Somewhere into episode fifteen, I decided to shower. I know some perv is watching me from a hidden camera, but I’ve stopped caring. Stripped to my underwear. Washed the
shirt and jeans first. Then me. It was cold, more dirt than water, and it switched between jets and sputters, but it was different and I felt cleaner.
The AC turned on after that. No blankets on the lumpy mattress and my clothes were still wet. Three episodes passed before the shivers ceased.
I attempted to break the thinscreen during episode nineteen, but there’s some sort of reinforced glass protecting it and I only managed to bruise my hands. Before episode twenty-two, I tried out the toilet, squatting so I didn’t have to touch the seat. I tripped over my feet, fell on the floor, and peed myself.
Later I discovered the toilet doesn’t flush. I called for maintenance, but nobody’s come yet.
My shoulder started to throb somewhere into episode twenty-four. I checked the bandage. It was soggy, the muddied color of dried blood. Didn’t reek, though. I remember someone telling me it was bad when a wound smelled. Of course, it’s hard to smell anything over the stench of urine.
Five times a plate of food’s arrived via the slot. The bread’s rock hard and sometimes there are bugs on it, but it’s better than the meat, which comes in tiny portions. I can’t tell if it’s black because of the lighting or because they burned it so bad. It’s tough and salty, but I force myself to eat it, even though it makes me gag.

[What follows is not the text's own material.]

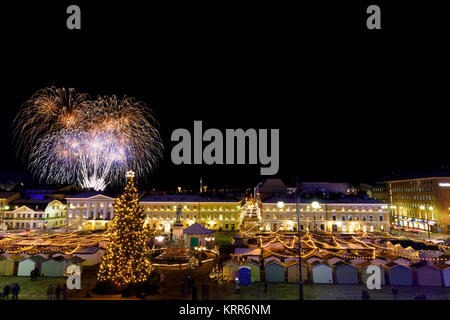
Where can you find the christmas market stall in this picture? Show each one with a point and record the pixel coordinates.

The last time around I hid by the slot to get a peek at my server. But Mr. Food Man was late and showed up when I was getting a drink from the shower. I thanked him anyway. He didn’t respond, so I sat on the floor beside the door to eat my dinner and watch my show.
Every twenty-four episodes, the lights and screen go off. I want to sleep but can’t. Without lights flashing, without the screen’s loud rhythm, I’m better able to remember my life before Frank, Kevin, Mac, and L.T. (who replaced J.R. after he was killed in season two).
Sam and Dad. Trish. Mason-Kline. Keith. And James. What’s happened to them? Do they know what’s happened to me? Do they think I’m dead?
Maybe that’s better, because what would they think if they saw me now?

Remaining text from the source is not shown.